LINWOOD, Kan. — It’s isn’t your imagination: Midwestern and Northeastern parts of the US really are experiencing an unusual amount of tornado activity recently. In fact, according to a meteorologist from the National Weather Center, there were 500 eyewitness reports of tornadoes made in the 30 days between April 27 and May 27.
Meteorologist Patrick Marsh says there have only been four other periods in the National Weather Service’s history of recording tornado activity where reports like this have exceeded that number, and they occurred in 2003, 2004, 2008 and 2011.
Considering the National Weather Service has been recording tornado activity for decades, it’s worth noting all of those record reporting windows happened in the last 15 years or so.
All of these numbers beg the same question: Is there a reason we’re seeing so many tornadoes right now? And Is there some pattern behind the bigger picture of increased tornado activity?
Recent storms have reached record numbers
Here are some more staggering figures from this recent streak of tornado activity:
- May 28 was the 12th consecutive day with at least 8 or more tornado reports in the US, which makes it the longest stretch on record for at least 8 reports per day
- The last day there was no tornado reported in the US was May 15
- Since May 15, there have been more than 365 tornado reports
- On average, there are 276 tornado reports in the month of May. This May, there have been more than 460.
- On average, there are about 750 tornado reports at this point in the year. So far, in 2019, there have been more than 960.
It could be the result of a very specific combination of weather patterns
Recently, we’ve been stuck in a specific weather pattern than creates a perfect environment for tornadoes. Cold air in the Rockies has been running into unusually warm air in the south. When that’s combined with a strong jet stream in the Plains and Midwest, it creates the wind shear needed for twisters to take shape. This pattern hasn’t been pronounced for the last couple of years, but it is now, and it’s lasting for longer than it usually does.
El Niño events contribute to extreme weather, but not necessarily tornadoes
We’re in an El Niño year right now, but that’s probably not the reason we’re seeing so many tornadoes. El Niño is the climatological event characterized by warming, eastward-moving Pacific waters. It can have a huge impact on weather patterns in the US, usually creating wetter weather in the Gulf area and a strong southern jet stream, which can lead to more “dixie alley” southeast tornadoes. However, the El Niño event we’re in now is rather weak, and in general, El Niño years tend to lead to less tornadoes.
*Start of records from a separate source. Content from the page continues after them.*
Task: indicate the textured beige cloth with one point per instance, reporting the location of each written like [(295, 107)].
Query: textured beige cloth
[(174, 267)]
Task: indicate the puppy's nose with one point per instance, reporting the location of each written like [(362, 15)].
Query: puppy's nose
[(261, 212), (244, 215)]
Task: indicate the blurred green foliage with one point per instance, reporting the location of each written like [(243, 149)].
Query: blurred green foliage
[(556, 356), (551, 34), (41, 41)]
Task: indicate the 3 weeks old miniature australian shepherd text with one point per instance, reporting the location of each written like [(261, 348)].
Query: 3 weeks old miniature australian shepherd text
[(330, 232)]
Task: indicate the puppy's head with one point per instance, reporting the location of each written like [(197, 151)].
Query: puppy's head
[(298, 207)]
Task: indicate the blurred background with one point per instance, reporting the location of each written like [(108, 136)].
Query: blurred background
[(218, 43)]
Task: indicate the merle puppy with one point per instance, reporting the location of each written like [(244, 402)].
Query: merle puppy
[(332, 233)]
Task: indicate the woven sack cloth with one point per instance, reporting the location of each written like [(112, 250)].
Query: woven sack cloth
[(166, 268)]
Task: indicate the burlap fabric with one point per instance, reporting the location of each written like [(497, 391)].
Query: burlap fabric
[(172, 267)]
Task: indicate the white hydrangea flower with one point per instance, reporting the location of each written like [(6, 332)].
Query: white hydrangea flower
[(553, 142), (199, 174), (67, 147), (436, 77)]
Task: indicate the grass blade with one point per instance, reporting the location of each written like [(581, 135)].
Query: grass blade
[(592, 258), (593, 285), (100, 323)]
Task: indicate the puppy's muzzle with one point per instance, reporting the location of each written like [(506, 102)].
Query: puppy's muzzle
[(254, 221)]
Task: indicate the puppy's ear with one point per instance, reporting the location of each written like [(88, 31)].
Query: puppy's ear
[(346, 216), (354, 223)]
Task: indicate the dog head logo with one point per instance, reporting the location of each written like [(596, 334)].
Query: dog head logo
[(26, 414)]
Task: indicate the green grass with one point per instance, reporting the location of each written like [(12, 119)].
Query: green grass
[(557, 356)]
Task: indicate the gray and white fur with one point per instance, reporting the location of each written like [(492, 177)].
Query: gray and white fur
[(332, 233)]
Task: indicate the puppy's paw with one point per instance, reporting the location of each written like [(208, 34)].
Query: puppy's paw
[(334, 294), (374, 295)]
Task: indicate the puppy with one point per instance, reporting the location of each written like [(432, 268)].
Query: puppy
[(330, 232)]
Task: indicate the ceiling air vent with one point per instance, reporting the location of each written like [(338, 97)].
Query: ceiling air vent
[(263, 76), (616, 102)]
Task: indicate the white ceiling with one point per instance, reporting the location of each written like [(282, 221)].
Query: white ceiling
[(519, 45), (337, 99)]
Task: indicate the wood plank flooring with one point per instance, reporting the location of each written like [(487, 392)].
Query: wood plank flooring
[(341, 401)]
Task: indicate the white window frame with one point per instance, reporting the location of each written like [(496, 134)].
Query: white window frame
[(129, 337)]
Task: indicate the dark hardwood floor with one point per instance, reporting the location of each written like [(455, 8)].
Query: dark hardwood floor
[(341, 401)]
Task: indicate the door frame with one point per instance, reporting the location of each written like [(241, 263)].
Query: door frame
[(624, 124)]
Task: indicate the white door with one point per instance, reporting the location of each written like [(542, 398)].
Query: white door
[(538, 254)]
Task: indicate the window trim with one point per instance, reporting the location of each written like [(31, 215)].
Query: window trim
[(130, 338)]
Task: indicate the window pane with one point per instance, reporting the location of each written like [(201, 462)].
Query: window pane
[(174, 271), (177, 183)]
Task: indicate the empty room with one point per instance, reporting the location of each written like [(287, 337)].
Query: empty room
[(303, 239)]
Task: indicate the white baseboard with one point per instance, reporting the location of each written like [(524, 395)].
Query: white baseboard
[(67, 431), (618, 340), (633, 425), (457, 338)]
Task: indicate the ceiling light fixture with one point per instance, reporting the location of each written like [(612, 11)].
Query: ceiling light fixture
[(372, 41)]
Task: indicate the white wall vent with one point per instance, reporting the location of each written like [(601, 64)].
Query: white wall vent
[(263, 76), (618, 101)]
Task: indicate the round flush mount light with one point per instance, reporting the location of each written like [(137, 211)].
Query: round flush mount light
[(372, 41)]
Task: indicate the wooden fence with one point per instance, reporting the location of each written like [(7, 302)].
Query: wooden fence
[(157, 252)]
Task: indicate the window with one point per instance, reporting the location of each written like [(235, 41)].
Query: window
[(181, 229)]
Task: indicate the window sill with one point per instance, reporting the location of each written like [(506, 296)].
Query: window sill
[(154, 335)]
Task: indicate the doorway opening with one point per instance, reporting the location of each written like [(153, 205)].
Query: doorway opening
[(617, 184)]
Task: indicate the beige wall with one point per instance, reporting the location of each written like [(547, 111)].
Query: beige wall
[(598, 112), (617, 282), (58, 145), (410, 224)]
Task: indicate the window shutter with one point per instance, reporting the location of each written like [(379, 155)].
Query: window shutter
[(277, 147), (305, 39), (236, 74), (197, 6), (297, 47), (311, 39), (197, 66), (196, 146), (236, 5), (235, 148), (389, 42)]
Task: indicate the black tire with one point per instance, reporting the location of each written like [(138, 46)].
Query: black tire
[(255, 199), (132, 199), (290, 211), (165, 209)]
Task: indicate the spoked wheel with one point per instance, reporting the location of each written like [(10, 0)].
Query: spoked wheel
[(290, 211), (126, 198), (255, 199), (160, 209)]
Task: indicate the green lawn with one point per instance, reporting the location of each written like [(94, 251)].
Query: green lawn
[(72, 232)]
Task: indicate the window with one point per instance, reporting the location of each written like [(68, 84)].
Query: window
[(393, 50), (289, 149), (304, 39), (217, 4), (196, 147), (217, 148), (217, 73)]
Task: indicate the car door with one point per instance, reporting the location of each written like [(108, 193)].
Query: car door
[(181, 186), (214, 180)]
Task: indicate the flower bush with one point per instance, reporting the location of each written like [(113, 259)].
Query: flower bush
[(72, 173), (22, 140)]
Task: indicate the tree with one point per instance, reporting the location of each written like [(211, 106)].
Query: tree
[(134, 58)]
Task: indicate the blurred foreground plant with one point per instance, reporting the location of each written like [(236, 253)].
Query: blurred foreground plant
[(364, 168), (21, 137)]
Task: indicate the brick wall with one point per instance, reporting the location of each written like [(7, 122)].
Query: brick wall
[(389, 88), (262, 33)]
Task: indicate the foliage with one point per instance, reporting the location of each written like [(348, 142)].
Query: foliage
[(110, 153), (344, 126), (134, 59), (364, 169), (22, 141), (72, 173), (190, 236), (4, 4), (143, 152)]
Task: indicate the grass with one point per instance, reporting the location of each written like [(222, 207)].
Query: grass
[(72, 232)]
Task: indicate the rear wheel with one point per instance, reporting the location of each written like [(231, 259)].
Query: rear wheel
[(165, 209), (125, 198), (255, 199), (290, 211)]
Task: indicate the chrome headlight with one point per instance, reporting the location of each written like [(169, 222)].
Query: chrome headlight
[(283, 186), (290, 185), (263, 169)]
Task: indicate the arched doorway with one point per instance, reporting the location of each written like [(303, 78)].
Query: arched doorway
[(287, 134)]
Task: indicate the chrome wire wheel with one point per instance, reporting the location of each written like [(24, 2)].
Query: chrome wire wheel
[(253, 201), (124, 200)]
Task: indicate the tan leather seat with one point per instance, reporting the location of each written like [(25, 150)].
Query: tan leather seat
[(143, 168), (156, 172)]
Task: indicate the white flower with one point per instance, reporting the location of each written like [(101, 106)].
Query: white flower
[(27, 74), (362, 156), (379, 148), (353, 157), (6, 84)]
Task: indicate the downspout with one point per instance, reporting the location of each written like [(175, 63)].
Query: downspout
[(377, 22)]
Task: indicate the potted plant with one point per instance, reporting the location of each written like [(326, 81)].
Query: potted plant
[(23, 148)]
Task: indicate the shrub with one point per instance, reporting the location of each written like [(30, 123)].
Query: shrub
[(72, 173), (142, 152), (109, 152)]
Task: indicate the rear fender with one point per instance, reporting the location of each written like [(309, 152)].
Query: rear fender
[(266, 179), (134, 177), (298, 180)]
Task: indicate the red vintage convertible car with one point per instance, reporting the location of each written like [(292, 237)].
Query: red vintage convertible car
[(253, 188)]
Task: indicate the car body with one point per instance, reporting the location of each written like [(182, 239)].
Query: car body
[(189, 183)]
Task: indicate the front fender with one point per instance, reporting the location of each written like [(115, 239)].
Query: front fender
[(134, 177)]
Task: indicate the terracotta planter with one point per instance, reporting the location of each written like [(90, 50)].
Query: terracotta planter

More tornado reports could be the result of better reporting
When talking about recent tornado events, and the trends over the past few years, one of the key words to remember is “reported” events. Radar technology has improved, and so have the unofficial networks through which storms are tracked and recorded. Basically, scientists and storm chasers alike are better at detecting tornadoes than ever before. National Weather Service radars have doppler capability that can sample the winds in the storm. Meteorologists can now see debris within the storm that is an indication that a tornado has formed and has picked up debris. On top of it all, social media has helped get the word out about observed tornadoes, as well as large groups of tornado chaser and spotters than line the plains during severe weather episodes.